Escribo estas líneas en una cabaña, en una playa del departamento de Maldonado, a una hora y poco más de Montevideo. Cuesta encontrarlo en el mapa. Lejos del intenso y frío océano Pacífico (que amo), pero del que es bueno distanciarse cada cierto tiempo.
Nos hemos ido quedando en esta pequeña localidad, demorándonos en ella y en su mar tibio.
En Uruguay todo se demora, todo toma su tiempo, aquí gobierna más Kayrós que Cronos. Todo parece detenido en el tiempo.
En esta época fáustica, de desmesura (“hybris”) y de griterío, eso es un regalo, casi un milagro. Aquí, en estas tierras tranquilas, Fausto repetiría su famosa frase que le suscitó la contemplación de Helena: “¡Detente, bello instante!”.
¿Cómo han hecho los uruguayos para ralentizar el tiempo? Tal vez, quedando afuera del epicentro de la Historia: los imperios portugueses y español no tuvieron interés en este “paisito”—como lo llamaba Benedetti—. Esa es por lo menos la tesis de una amiga que ha estudiado y ama Uruguay, como lo estamos empezando a amar nosotros ahora. No pasión desaforada, sino amor sereno, lento, de a poco.

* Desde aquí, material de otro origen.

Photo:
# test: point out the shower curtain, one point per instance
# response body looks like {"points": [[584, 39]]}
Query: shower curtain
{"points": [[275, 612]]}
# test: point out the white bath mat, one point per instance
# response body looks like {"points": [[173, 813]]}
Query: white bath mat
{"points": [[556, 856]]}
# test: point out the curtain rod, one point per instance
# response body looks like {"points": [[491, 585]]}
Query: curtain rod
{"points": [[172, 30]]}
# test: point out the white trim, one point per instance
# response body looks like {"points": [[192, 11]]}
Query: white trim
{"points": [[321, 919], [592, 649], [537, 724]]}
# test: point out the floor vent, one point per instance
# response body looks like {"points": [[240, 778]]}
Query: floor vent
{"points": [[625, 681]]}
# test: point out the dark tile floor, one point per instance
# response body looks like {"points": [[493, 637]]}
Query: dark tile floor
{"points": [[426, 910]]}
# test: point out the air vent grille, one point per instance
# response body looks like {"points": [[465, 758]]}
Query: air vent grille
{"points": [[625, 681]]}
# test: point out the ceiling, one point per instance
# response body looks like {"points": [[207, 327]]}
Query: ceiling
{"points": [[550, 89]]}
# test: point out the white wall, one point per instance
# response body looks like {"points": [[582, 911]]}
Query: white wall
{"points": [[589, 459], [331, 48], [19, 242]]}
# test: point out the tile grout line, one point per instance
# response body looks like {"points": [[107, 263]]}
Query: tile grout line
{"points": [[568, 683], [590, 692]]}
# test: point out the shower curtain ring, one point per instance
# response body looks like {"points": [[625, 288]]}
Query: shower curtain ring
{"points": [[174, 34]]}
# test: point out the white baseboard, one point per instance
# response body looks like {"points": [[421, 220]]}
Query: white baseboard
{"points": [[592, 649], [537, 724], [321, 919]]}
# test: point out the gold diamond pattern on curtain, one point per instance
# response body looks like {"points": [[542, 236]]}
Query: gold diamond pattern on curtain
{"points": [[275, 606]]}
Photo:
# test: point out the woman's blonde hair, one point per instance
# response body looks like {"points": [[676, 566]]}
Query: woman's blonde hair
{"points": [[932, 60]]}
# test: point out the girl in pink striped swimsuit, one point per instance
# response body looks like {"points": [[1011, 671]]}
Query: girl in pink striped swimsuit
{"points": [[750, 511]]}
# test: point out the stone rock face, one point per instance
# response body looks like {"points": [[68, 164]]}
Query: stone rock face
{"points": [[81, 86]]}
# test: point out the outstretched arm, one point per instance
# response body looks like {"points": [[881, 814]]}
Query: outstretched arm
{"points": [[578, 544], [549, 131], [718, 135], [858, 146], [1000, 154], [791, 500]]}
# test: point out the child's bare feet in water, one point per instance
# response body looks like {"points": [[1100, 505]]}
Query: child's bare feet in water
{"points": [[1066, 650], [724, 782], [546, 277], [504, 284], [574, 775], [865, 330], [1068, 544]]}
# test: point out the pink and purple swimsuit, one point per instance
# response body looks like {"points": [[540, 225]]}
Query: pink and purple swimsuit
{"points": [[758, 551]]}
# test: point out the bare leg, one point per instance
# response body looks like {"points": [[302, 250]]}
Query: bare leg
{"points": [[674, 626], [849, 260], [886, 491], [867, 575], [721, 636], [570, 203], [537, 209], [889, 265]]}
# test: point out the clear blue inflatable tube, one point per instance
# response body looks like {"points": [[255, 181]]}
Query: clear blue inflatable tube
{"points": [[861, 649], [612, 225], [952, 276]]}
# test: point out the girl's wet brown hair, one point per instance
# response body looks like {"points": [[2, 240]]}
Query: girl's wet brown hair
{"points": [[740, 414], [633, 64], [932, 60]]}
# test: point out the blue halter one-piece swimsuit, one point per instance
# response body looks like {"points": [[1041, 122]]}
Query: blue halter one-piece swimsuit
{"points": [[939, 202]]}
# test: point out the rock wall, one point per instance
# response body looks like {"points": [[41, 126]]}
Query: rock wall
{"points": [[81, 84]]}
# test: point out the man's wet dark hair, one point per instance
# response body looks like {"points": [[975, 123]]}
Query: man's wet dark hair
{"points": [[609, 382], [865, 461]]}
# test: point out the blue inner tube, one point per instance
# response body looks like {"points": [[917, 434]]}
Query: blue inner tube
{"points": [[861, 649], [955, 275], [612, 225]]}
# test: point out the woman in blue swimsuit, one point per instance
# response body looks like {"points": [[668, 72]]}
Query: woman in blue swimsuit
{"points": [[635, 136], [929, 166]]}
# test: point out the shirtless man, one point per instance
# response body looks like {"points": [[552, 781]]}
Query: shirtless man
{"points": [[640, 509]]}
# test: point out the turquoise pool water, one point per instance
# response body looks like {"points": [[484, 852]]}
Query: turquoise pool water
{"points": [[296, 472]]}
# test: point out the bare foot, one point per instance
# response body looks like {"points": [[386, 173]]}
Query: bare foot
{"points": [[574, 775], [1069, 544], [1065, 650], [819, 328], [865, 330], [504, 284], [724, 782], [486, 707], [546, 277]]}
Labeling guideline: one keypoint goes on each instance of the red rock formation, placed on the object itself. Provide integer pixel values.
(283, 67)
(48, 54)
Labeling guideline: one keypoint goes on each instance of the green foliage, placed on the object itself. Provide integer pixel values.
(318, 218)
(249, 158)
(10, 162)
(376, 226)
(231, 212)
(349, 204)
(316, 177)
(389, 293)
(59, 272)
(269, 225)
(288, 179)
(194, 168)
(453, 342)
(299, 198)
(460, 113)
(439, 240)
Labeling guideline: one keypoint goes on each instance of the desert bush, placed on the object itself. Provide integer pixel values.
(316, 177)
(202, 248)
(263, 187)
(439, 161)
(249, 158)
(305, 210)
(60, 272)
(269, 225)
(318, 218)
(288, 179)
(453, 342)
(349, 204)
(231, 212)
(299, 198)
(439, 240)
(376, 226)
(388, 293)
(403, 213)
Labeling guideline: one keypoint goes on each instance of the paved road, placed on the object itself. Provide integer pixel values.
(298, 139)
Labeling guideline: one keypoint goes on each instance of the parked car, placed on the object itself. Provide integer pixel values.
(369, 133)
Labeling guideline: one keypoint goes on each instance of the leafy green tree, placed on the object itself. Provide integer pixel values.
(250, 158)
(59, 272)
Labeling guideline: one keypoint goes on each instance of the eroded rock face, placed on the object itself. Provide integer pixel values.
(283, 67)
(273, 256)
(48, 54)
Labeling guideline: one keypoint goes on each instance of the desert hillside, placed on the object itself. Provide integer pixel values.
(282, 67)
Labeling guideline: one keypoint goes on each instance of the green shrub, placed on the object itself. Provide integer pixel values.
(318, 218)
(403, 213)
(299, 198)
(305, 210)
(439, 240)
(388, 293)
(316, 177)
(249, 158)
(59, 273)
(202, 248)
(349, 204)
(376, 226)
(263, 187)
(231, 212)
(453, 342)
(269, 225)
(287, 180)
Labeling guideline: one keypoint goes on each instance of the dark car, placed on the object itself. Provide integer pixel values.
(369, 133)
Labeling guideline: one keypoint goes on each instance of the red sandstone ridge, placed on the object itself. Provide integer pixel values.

La playa dice mucho de los uruguayos y su cultura cívica: ni un papel botado en la limpia arena, ni un reguetón machacándote los oídos. Por lo menos aquí. Todo es acá “piola”, tranquilo, casi “fome”, diría alguien que busca del verano la bullanga y el ruido despiadado de las motos de agua. La gente toma mate pausadamente, no esperando que nada excepcional suceda, solo esperando y compartiendo.
Se ve que para los uruguayos la amistad es algo fundamental. Y se dan el tiempo para cultivarla. El tono uruguayo es mucho más bajo que el chileno: aquí uno se da cuenta de que nos hemos puesto gritones. Gritones y enojados, resentidos. Aquí parece escasear el resentimiento.
Los uruguayos no están arriba de la ola casi nunca: veo a un profesor de surf que enseña a unos niños a subirse arriba de las tablas sin gritarles, nadie quiere ser campeón o campeoncito aquí, ni los tigres de Sudamérica ni nada que se le parezca. Por eso, no me calza eso que se dice de que los uruguayos son mañosos y “fouleros” en el fútbol; quizás es en ese deporte donde sale su “daimon” o su “sombra”.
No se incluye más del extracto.